Erster großer Einschnitt in die Vereinsaktivitäten war der Erste Weltkrieg. Das Vereinsleben ruhte bis 1925. In unsicheren Zeiten trauten sich die Bürger abends nicht auf die Straße. Vereinsunterlagen aus der Zeit bis 1921 fielen Plünderungen des Vereinslokals durch Spartakisten zum Opfer. Bis zum Ausbruch des Zweiten Weltkriegs wirkte der Bürgerverein an vielen Entscheidungen mit – etwa bei der Linienführung der Straßenbahn. 1934 enden die Aktivitäten und werden erst 1948 vom Eisenwarenhändler Adolf Bonn wieder aufgenommen. Eine Blütezeit erlebt der Bürgerverein in den 1970er Jahren.

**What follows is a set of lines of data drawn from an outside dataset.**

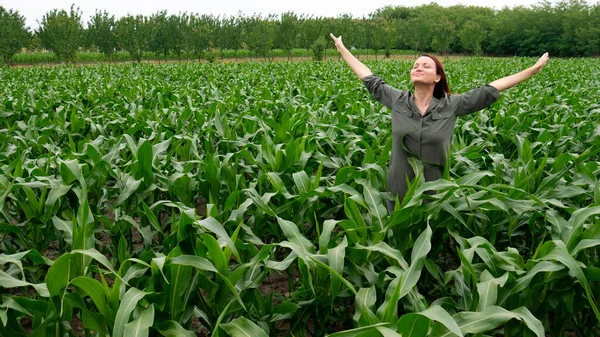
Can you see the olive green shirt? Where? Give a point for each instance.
(426, 136)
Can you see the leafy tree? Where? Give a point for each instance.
(62, 32)
(133, 35)
(443, 32)
(13, 34)
(229, 33)
(101, 33)
(161, 34)
(260, 35)
(288, 32)
(471, 36)
(312, 28)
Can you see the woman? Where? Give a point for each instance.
(423, 120)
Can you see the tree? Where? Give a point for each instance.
(443, 31)
(101, 33)
(13, 34)
(288, 32)
(62, 33)
(312, 28)
(133, 35)
(471, 36)
(160, 41)
(261, 35)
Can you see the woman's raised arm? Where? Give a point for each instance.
(512, 80)
(359, 69)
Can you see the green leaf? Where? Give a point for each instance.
(126, 307)
(140, 327)
(413, 325)
(174, 329)
(242, 327)
(370, 330)
(490, 319)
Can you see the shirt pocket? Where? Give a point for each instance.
(441, 122)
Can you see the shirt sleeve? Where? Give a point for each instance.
(382, 92)
(476, 99)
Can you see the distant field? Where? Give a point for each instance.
(196, 199)
(33, 58)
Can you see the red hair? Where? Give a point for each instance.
(441, 88)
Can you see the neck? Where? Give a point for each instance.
(423, 94)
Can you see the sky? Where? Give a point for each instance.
(34, 10)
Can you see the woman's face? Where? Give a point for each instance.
(424, 71)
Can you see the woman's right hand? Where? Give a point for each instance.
(338, 42)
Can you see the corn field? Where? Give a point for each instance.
(248, 199)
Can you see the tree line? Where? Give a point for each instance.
(564, 28)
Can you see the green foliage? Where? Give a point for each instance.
(161, 199)
(14, 34)
(101, 33)
(133, 35)
(318, 49)
(62, 32)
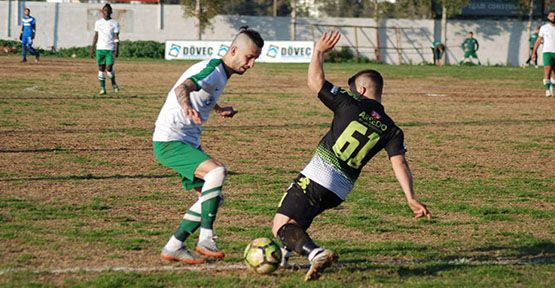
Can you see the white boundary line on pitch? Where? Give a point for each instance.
(227, 267)
(125, 269)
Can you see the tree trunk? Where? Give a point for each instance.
(444, 29)
(377, 21)
(197, 17)
(530, 18)
(293, 20)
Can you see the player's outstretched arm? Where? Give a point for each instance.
(95, 38)
(183, 92)
(404, 176)
(536, 46)
(316, 76)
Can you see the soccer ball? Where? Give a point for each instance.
(262, 256)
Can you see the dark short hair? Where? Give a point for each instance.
(109, 7)
(253, 35)
(376, 77)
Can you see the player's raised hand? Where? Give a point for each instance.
(193, 114)
(419, 209)
(227, 112)
(327, 41)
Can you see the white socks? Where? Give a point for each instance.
(205, 234)
(174, 244)
(314, 252)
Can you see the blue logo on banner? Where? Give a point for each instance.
(223, 49)
(272, 51)
(174, 50)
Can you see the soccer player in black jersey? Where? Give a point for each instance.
(359, 130)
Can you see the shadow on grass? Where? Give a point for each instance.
(277, 127)
(540, 253)
(44, 150)
(96, 177)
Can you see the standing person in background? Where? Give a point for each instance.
(470, 46)
(532, 41)
(437, 50)
(547, 35)
(106, 41)
(28, 31)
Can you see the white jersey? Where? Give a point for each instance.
(107, 30)
(547, 32)
(172, 123)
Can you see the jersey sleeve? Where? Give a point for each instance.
(207, 77)
(334, 97)
(542, 32)
(396, 146)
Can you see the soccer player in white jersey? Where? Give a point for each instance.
(547, 35)
(106, 41)
(177, 142)
(360, 129)
(28, 31)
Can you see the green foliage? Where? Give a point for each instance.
(128, 49)
(142, 49)
(254, 8)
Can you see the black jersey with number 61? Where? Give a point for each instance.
(359, 130)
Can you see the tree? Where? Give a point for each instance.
(449, 8)
(203, 11)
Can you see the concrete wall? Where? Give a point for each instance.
(501, 42)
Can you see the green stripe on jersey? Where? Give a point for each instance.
(212, 64)
(329, 157)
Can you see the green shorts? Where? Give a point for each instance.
(183, 158)
(470, 54)
(105, 57)
(549, 59)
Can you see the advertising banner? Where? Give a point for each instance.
(272, 52)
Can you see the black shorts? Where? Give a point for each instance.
(306, 199)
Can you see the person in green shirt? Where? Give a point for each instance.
(470, 46)
(437, 50)
(532, 41)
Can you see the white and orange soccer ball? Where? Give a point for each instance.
(262, 256)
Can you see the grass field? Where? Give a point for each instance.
(83, 203)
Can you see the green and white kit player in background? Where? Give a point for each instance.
(359, 130)
(177, 141)
(106, 41)
(547, 34)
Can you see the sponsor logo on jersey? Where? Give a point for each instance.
(368, 120)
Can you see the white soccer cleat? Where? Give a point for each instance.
(320, 262)
(182, 255)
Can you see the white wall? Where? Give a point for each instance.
(501, 42)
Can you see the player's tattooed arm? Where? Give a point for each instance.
(183, 93)
(316, 77)
(95, 38)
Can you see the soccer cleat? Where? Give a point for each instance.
(320, 262)
(208, 248)
(181, 255)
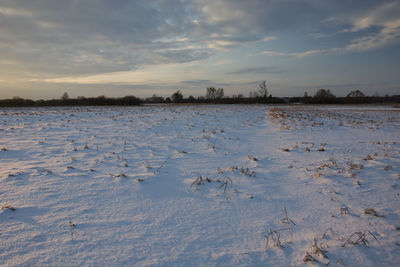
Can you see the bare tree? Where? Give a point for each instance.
(356, 93)
(211, 92)
(65, 96)
(219, 93)
(263, 89)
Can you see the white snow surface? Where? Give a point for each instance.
(203, 185)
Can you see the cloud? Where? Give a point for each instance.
(57, 38)
(256, 70)
(197, 82)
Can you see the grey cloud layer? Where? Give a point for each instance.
(58, 37)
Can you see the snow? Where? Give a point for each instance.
(200, 185)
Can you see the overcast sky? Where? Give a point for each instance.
(141, 47)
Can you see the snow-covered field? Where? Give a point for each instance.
(200, 186)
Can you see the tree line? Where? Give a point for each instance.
(212, 96)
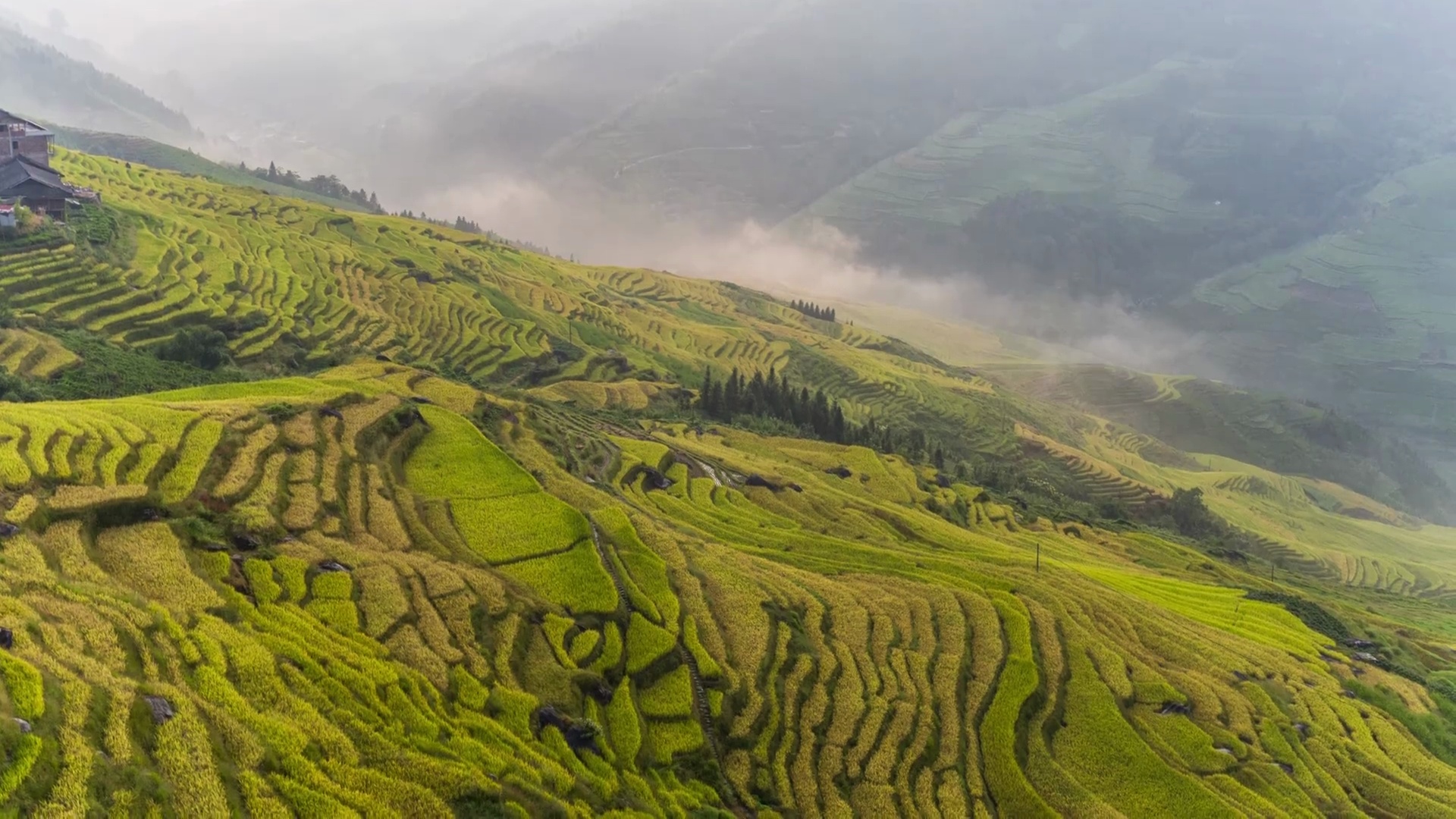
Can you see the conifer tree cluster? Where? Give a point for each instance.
(814, 311)
(816, 414)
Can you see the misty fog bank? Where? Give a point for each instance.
(820, 262)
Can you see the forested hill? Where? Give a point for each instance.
(453, 529)
(1273, 178)
(41, 82)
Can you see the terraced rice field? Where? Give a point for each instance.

In diese Zeit fällt der Ausbau der Fischerstraße zur Fußgängerzone. Zudem folgt auch der Brückenschlag über den Kultushafen. Die nachfolgenden Vorsitzenden Hans Driesen, Karlheinz Oehlhof und Kurt Schriedels bleiben jeweils viele Jahre Vorsitzende. Seit 2002 ist Werner Halverkamps am Ruder. „Die leeren Stadtkassen haben leider Verbesserungen für die Bewohner von Wanheimerort in den vergangenen Jahren erschwert“, bedauert er.